ジュレが魔王城の掃除の仕事を始めてから半年経ちました。



最初のうちはジュレのことを見下したり、小馬鹿にしていた者たちの中にも、

ジュレのことを一目置いたり、その真面目さを見習おうと鍛錬に精を出す者も現れ始めました。



「薄汚いと思っていた魔王城もきれいだとなにやら働き甲斐がありますなあ!」


「私もあの少年を見習って空き時間には武術の訓練を始めたぞ」






「「ジュレは今日も掃除をしているか」」


「すグに音を上げルと思っておりましたガ、なかなかやりますナ」


「「ふむ…場内の空気も少し変わっきたようだ」」


「よイことです」


「「おい、あいつに言伝を頼めるか」」


「はイ。何でしょうカ…?」






「ジュレ、ちょっといイ?」


「はい」


「魔王様からの言伝…。一週間の休暇を取らせるって。久しぶりに里帰りでもしてみたラ?」


「いいんでしょうか…」


「魔王様かラの”命令”だかラ。ちゃんと休暇を取らないと辞めさせられちゃうかモ?」


「あばばば…それは困ります」


「冗談冗談。ともかく、ゆっくリしてくるトいいヨ」


「わかりました。お休みを頂きます」








「えっと、こんなもんかな…」





カバンの中に荷物を詰め、出発の準備ができました。





「そうだ、ミミ美には一応声を掛けていこう」






@宝物庫。





「ミミ美、魔王さんから休暇を頂いたから、実家に帰ってくる」





パカッ。




「もう帰ってこないの…?」


「大丈夫。一週間で帰ってくるよ」


「わたしその間退屈………ジュレのふるさと、わたしも行ってみたい…」


「だってミミ美結構重たいし荷物になr...」


「前にも言ったけど、女の子に体重のこと言ったらダメ。次に言うと噛みついちゃうかも…」


「わ、わかった!一緒に行こう!一緒にノルンに帰ろう!」


「ふふ…同伴帰郷…。

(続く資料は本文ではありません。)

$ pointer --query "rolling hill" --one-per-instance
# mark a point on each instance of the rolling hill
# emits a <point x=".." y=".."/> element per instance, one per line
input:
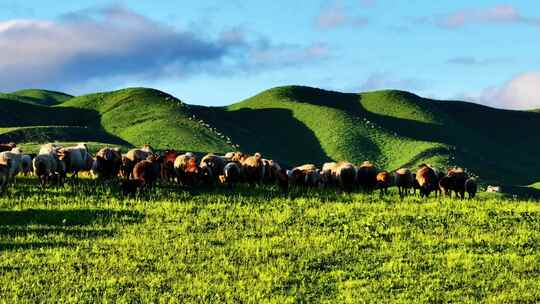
<point x="293" y="124"/>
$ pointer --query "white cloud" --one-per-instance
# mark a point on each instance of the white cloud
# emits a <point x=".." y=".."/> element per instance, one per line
<point x="521" y="93"/>
<point x="334" y="15"/>
<point x="498" y="14"/>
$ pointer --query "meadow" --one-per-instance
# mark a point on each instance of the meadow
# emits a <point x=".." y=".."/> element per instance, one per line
<point x="85" y="243"/>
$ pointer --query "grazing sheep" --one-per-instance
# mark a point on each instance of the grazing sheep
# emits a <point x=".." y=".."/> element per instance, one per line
<point x="471" y="187"/>
<point x="7" y="147"/>
<point x="4" y="174"/>
<point x="253" y="169"/>
<point x="126" y="170"/>
<point x="132" y="157"/>
<point x="232" y="174"/>
<point x="15" y="164"/>
<point x="168" y="173"/>
<point x="212" y="167"/>
<point x="298" y="176"/>
<point x="342" y="174"/>
<point x="427" y="180"/>
<point x="107" y="164"/>
<point x="328" y="174"/>
<point x="26" y="164"/>
<point x="148" y="171"/>
<point x="383" y="181"/>
<point x="186" y="169"/>
<point x="48" y="167"/>
<point x="493" y="189"/>
<point x="76" y="158"/>
<point x="404" y="181"/>
<point x="367" y="176"/>
<point x="49" y="148"/>
<point x="345" y="176"/>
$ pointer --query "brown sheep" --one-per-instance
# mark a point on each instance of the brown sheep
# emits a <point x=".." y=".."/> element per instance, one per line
<point x="132" y="157"/>
<point x="383" y="181"/>
<point x="404" y="181"/>
<point x="342" y="174"/>
<point x="168" y="172"/>
<point x="186" y="169"/>
<point x="4" y="175"/>
<point x="366" y="176"/>
<point x="427" y="180"/>
<point x="232" y="174"/>
<point x="148" y="171"/>
<point x="304" y="176"/>
<point x="211" y="168"/>
<point x="76" y="158"/>
<point x="328" y="174"/>
<point x="253" y="169"/>
<point x="7" y="147"/>
<point x="471" y="187"/>
<point x="345" y="176"/>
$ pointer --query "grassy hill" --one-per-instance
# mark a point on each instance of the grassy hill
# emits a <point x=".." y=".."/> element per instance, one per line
<point x="294" y="124"/>
<point x="37" y="97"/>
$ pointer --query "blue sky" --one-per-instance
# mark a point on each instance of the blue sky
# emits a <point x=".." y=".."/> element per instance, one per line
<point x="219" y="52"/>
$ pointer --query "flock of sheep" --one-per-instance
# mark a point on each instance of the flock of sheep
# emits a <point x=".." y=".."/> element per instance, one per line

同伴帰郷…同伴…同伴………」


「??」





まだまだお子さまジュレ。





ともあれ、ミミ美を背負って出発です。





「まずロンドフィーネまで下りて、そこから山を下って馬車を乗り継いで10日くらいかな…」


「里帰り、大変だね」


「ここに来るときは瞬間移動で連れてきてもらったから…実質初めての旅かも」


「冒険だね。楽しみ…」





首飾りに念じてロンドフィーネまで移動します。

今日のロンドフィーネでは街の人々と魔物の軍勢との小競り合いが発生しているようです。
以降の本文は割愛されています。